An Inventor, a Rock Opera, and a Bold St. Louis Premiere

June 20, Mark and John Rodgers’ world-premiere “Nikola Tesla: Light It Up” brought a visionary inventor’s life to the Delmar Hall stage through music, multimedia and considerable ambition.

CB Adams Jun 21, 2026

Photo by Tracy Riggs Photography, used by permission.

World premieres are rare. Original works created and premiered in St. Louis are rarer still. That alone made “Nikola Tesla: Light It Up” worth attention.

St. Louis natives Mark and John Rodgers unveiled their multimedia rock opera at Delmar Hall on June 20, tracing Tesla’s life through 13 original songs, projections and a live performance by the Jason Nelson Band. The production followed “The DaVinci Michelangelo Experience,” the brothers’ multimedia theatrical work that toured for a decade and played more than 100 performances Off-Broadway. Together, the two projects revealed a fascination with creative figures whose work changed how people saw the world.

Though billed as a rock opera, “Nikola Tesla: Light It Up” established its own terms. Part concert, part multimedia presentation and part biographical storytelling, the production never seemed concerned with fitting neatly into a theatrical category. Delmar Hall proved an ideal setting, and audience members responded as concertgoers, applauding songs and instrumental solos throughout the evening. Musically, the production landed somewhere in the vicinity of classic rock opera, the arena-scale theatricality of Trans-Siberian Orchestra and the grand storytelling associated with Jim Steinman.

The Rodgers brothers compressed Tesla’s remarkable life into songs dense with historical references and allusions. Their focus extended beyond inventions to the man behind them, following Tesla through periods of discovery, ambition, frustration and achievement.

Photo by Tracy Riggs Photography, used by permission.

Some of the evening’s success rested with the Jason Nelson Band, an ensemble many local audiences know through tribute performances celebrating Queen, Sting and Talking Heads. Nelson, joined by Alonzo Jamison (drums), Rich Mendoza (bass), Austin Sprague (guitar), Charlie Brown (keyboards), Stacey Rios (cello and vocals) and Mark Hochberg (violin), proved more than capable of carrying the demanding score.

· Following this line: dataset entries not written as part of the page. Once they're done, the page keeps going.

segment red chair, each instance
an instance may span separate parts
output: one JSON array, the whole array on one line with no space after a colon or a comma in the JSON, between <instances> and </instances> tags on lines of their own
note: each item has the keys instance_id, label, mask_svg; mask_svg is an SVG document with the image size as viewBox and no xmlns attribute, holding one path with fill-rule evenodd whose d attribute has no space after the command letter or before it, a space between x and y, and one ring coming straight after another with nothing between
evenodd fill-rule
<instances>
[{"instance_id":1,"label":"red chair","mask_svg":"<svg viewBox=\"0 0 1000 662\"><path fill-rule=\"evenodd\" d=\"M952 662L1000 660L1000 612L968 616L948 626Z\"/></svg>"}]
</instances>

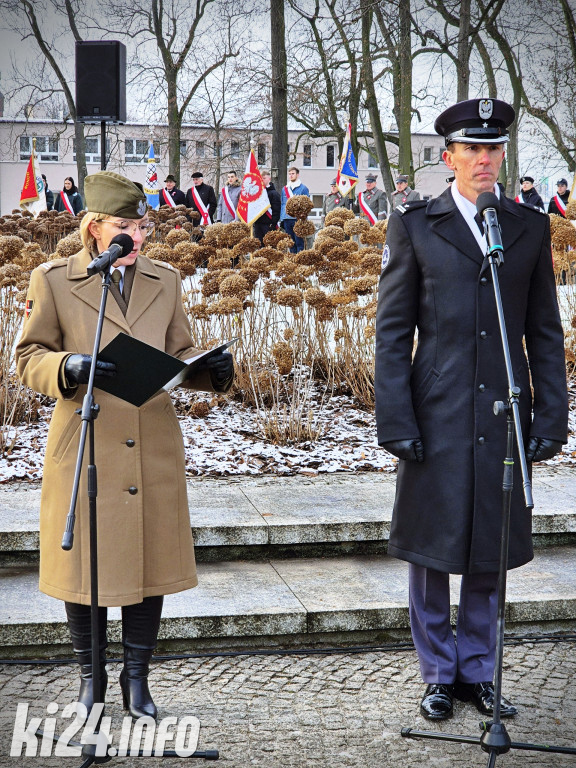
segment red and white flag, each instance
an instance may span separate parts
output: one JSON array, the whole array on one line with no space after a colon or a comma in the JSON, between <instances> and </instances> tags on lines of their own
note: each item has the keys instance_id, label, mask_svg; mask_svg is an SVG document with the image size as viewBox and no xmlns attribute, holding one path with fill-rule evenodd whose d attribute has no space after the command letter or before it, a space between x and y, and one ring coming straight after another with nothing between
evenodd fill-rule
<instances>
[{"instance_id":1,"label":"red and white flag","mask_svg":"<svg viewBox=\"0 0 576 768\"><path fill-rule=\"evenodd\" d=\"M364 216L366 216L370 224L374 226L374 224L376 224L376 222L378 221L378 218L374 213L374 211L372 210L372 208L370 208L366 200L364 200L364 194L365 194L364 192L360 192L360 194L358 195L358 205L360 206L360 210L362 211Z\"/></svg>"},{"instance_id":2,"label":"red and white flag","mask_svg":"<svg viewBox=\"0 0 576 768\"><path fill-rule=\"evenodd\" d=\"M34 151L34 145L36 139L32 142L32 154L28 161L26 168L26 176L24 177L24 186L20 193L20 208L26 208L28 211L38 216L40 211L46 210L46 190L44 187L44 179L40 173L38 167L38 161L36 159L36 152Z\"/></svg>"},{"instance_id":3,"label":"red and white flag","mask_svg":"<svg viewBox=\"0 0 576 768\"><path fill-rule=\"evenodd\" d=\"M562 200L560 195L554 195L554 202L556 203L556 207L560 211L560 215L566 218L566 203L564 202L564 200Z\"/></svg>"},{"instance_id":4,"label":"red and white flag","mask_svg":"<svg viewBox=\"0 0 576 768\"><path fill-rule=\"evenodd\" d=\"M196 210L202 217L202 220L200 221L201 227L207 227L208 224L210 224L210 209L202 200L200 197L200 193L196 191L196 187L192 187L192 198L194 200L194 205L196 206Z\"/></svg>"},{"instance_id":5,"label":"red and white flag","mask_svg":"<svg viewBox=\"0 0 576 768\"><path fill-rule=\"evenodd\" d=\"M236 213L245 224L252 224L266 213L269 207L268 192L266 192L266 187L262 181L254 150L251 149L242 179L242 189L240 190Z\"/></svg>"},{"instance_id":6,"label":"red and white flag","mask_svg":"<svg viewBox=\"0 0 576 768\"><path fill-rule=\"evenodd\" d=\"M236 210L234 209L234 202L232 200L228 187L222 187L222 199L226 204L226 208L228 208L228 213L230 214L230 216L232 216L233 219L235 219Z\"/></svg>"}]
</instances>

The occasional glance toward lyric monitors reminded audiences they were witnessing a world premiere rather than a work refined through multiple productions, but it never diminished the conviction or musicianship on display.

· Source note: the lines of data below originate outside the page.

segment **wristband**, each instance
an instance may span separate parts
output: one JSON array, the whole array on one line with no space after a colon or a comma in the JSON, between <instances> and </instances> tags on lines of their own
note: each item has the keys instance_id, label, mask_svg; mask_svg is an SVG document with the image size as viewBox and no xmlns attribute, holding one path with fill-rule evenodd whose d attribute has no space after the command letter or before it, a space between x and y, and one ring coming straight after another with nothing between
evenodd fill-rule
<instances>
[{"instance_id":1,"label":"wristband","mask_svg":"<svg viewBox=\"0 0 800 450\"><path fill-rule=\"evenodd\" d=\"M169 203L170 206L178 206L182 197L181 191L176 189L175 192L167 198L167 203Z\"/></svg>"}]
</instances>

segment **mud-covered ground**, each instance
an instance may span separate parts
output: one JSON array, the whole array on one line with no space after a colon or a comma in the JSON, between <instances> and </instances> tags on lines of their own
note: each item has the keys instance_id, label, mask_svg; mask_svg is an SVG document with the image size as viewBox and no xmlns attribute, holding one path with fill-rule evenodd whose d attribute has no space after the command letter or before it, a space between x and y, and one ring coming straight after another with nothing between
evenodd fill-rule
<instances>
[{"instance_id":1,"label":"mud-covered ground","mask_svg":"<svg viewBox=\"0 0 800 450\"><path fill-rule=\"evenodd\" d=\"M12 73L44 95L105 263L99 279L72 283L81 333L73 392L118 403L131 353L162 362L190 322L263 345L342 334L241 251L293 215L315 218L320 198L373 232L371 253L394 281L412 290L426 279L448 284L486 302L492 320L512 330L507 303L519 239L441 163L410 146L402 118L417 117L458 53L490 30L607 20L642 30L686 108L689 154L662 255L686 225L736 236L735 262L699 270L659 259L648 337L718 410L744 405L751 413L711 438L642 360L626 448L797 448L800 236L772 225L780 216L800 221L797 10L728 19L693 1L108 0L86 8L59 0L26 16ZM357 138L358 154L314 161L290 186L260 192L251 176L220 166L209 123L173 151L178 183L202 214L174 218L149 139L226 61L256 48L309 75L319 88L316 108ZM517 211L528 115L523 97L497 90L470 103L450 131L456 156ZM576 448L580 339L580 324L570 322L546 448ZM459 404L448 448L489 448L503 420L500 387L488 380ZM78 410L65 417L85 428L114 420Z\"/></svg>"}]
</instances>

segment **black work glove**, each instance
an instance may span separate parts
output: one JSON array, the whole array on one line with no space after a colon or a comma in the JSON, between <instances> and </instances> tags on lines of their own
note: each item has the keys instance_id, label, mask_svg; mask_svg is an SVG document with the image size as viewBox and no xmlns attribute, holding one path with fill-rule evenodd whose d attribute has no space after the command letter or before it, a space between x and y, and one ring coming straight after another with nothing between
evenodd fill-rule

The projections amplified the storytelling through animation, AI-generated imagery and music-video-style visuals that helped convey the story the Rodgers brothers wanted to tell.

The production’s ambitions occasionally exceeded its running time. Tesla’s life contained more story than 13 songs could comfortably hold, leaving a few narrative gaps along the way. Even so, “Nikola Tesla: Light It Up” delivered an intriguing, impressively performed and admirably creative evening. The Rodgers brothers have not announced future performances, but this world premiere suggested a work with room to grow. Should “Nikola Tesla: Light It Up” return to a St. Louis stage, audiences would have good reason to seek it out.

“Nikola Tesla: Light It Up” received its world premiere June 20 at Delmar Hall.